El coronel de la guardia de corps comprobó personalmente el acopio de provisiones encargado por Palafox, y concluyó que el capitán general se había equivocado gravemente en las previsiones. Entre los soldados de la plaza zaragozana, las tropas regulares y los voluntarios que acaban de llegar de Murcia, Levante, Lérida y Mallorca y la población civil, unas noventa mil personas se preparaban para resistir el ataque de los imperiales, y con los víveres almacenados no había siquiera para alimentar a toda esa población durante un mes. Había muchas tropas pero mal preparadas y sin apenas instrucción. Los voluntarios eran muy bisoños en el uso de las armas; algunos era la primera vez que tenían una en sus manos y otros ni siquiera las habían visto de cerca.

El día 21 de diciembre, mientras un ejército español volvía a ser derrotado en Molins del Rey, los mariscales Edouard Morder y Bon Moncey se presentaron ante Zaragoza con la intención de no retirarse sin haber logrado la rendición de la ciudad.

—¡Dos mariscales!; parece que Napoleón nos ha tomado en serio —dijo Palafox.

—Su ejército ya ha sido derrotado ante estos mismos muros en una ocasión, pero Napoleón no consentirá un segundo fracaso. Me temo que no se irán de aquí hasta que capitulemos —supuso Faria.

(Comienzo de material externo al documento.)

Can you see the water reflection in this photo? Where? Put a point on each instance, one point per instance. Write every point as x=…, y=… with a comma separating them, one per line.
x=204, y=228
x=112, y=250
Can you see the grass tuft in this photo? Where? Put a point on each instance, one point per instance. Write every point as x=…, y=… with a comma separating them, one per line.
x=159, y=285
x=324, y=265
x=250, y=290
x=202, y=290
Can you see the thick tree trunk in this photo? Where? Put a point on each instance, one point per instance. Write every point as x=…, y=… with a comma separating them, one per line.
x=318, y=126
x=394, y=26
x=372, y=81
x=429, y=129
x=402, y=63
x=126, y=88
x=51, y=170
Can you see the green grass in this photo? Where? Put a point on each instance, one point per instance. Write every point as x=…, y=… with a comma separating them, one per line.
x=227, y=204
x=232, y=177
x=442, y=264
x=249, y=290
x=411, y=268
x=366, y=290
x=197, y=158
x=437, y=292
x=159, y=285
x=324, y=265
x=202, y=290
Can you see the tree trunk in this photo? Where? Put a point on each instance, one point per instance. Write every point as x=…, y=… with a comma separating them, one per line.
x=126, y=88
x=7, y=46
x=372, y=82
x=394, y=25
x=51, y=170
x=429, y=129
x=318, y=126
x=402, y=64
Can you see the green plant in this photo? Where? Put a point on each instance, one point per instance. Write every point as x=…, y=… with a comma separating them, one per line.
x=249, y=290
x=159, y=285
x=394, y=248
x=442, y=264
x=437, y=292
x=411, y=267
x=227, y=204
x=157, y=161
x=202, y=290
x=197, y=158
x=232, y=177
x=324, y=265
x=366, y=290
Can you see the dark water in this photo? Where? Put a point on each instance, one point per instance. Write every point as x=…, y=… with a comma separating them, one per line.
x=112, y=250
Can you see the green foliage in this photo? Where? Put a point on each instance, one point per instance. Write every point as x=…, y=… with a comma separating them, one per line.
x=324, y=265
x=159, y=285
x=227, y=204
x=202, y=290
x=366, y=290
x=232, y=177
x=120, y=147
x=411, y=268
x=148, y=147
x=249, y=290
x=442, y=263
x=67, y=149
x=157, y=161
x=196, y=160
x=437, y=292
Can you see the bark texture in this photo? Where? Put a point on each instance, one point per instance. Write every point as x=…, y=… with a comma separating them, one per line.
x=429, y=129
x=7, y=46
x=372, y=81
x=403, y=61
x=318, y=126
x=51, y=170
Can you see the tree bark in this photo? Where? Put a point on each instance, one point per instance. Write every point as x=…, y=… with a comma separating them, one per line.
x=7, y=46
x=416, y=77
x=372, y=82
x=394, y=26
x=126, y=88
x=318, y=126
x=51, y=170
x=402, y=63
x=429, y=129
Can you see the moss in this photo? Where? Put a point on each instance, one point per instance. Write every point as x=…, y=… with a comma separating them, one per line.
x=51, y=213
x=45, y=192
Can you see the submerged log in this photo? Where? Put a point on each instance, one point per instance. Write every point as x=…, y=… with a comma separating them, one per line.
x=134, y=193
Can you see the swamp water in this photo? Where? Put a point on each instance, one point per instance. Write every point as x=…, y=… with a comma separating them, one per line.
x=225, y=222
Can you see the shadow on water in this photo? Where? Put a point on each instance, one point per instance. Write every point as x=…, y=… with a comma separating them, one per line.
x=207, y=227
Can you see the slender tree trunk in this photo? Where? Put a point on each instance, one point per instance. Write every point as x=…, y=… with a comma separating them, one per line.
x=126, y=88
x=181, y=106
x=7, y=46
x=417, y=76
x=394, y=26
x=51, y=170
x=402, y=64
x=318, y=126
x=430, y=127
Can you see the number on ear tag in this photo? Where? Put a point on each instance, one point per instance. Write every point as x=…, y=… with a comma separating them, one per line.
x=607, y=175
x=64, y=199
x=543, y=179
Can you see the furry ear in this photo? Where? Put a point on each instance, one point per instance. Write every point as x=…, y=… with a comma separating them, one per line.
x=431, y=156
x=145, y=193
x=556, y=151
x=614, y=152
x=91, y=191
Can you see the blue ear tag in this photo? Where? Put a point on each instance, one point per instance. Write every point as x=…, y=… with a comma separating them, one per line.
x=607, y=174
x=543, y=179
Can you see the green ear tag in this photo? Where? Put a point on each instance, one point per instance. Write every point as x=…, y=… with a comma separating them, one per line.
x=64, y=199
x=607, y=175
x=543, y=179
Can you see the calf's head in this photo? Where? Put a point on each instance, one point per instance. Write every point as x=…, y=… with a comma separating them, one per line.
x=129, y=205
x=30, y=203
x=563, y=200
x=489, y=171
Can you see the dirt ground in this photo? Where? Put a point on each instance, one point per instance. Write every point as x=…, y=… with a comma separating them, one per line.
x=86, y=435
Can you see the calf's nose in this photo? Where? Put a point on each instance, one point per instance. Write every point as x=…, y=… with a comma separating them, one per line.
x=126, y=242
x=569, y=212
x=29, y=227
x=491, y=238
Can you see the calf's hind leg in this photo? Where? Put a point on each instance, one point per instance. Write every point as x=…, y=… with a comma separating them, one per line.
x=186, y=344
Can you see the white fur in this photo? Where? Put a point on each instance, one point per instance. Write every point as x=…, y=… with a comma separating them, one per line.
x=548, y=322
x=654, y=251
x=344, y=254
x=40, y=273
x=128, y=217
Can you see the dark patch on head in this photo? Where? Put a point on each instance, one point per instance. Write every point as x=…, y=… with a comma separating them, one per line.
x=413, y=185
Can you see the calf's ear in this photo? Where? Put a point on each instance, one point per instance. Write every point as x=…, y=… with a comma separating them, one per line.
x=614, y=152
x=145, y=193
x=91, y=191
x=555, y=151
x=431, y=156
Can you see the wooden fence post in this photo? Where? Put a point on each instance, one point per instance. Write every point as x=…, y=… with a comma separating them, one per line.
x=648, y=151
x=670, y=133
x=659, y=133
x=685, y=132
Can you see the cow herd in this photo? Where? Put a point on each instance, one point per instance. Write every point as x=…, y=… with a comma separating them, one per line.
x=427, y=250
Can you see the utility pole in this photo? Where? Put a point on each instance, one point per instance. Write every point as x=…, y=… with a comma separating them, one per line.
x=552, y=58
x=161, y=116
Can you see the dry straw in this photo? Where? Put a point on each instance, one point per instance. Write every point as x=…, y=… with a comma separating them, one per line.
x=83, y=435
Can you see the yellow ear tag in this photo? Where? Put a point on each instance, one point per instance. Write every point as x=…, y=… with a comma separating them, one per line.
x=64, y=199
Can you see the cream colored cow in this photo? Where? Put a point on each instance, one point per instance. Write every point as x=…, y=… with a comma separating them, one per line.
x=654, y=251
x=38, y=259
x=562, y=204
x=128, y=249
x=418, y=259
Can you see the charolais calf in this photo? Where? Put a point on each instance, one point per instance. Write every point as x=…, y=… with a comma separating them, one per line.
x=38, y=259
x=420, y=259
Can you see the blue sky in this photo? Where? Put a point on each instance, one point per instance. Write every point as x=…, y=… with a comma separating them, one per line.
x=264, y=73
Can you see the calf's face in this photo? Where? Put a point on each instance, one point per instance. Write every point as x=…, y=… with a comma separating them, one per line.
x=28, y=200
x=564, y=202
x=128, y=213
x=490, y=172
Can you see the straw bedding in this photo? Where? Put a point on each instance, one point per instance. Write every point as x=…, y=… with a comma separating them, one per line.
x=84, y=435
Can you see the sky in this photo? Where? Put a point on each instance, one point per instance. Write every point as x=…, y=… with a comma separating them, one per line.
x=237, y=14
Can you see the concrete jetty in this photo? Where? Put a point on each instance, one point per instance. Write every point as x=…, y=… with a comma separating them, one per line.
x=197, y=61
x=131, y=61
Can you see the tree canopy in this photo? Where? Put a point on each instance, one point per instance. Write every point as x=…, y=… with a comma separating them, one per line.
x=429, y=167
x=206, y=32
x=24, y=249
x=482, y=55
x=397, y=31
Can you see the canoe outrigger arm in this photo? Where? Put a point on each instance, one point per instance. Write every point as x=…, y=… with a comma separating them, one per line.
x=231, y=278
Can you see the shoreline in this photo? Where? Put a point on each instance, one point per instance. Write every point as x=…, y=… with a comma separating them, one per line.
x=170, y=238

El mariscal Moncey, con sus baterías desplegadas en el flanco sur de Zaragoza y alardeando de su caballería en una exhibición de fuerza, envió una carta a Palafox conminándolo a que se rindiera.

Cuando Palafox leyó la carta de Moncey, estaban presentes Faria, Ric, el mariscal Le Clement, un militar español de origen belga, y otros miembros de la Junta de defensa.

El capitán general la leyó en silencio, ante la expectación de todos los presentes, y cuando acabó la misiva, dijo:

—Me pide que capitule. ¿Capitular? Yo no sé qué es capitular, ni siquiera sé rendirme. Quizá, cuando haya muerto, podamos hablar de ello.

Y sin más, José de Palafox firmó una carta en la que declinaba la oferta de rendición ofrecida por Moncey.

Las primeras bombas cayeron sobre la ciudad a la vez que la infantería francesa lanzaba un contundente ataque por el sector norte, en el barrio del Arrabal, y simultáneamente por el sur, en el de Torrero. El Arrabal resistió, pero Torrero fue ocupado por los franceses, que de inmediato instalaron allí unos morteros.

Había comenzado el segundo sitio de Zaragoza.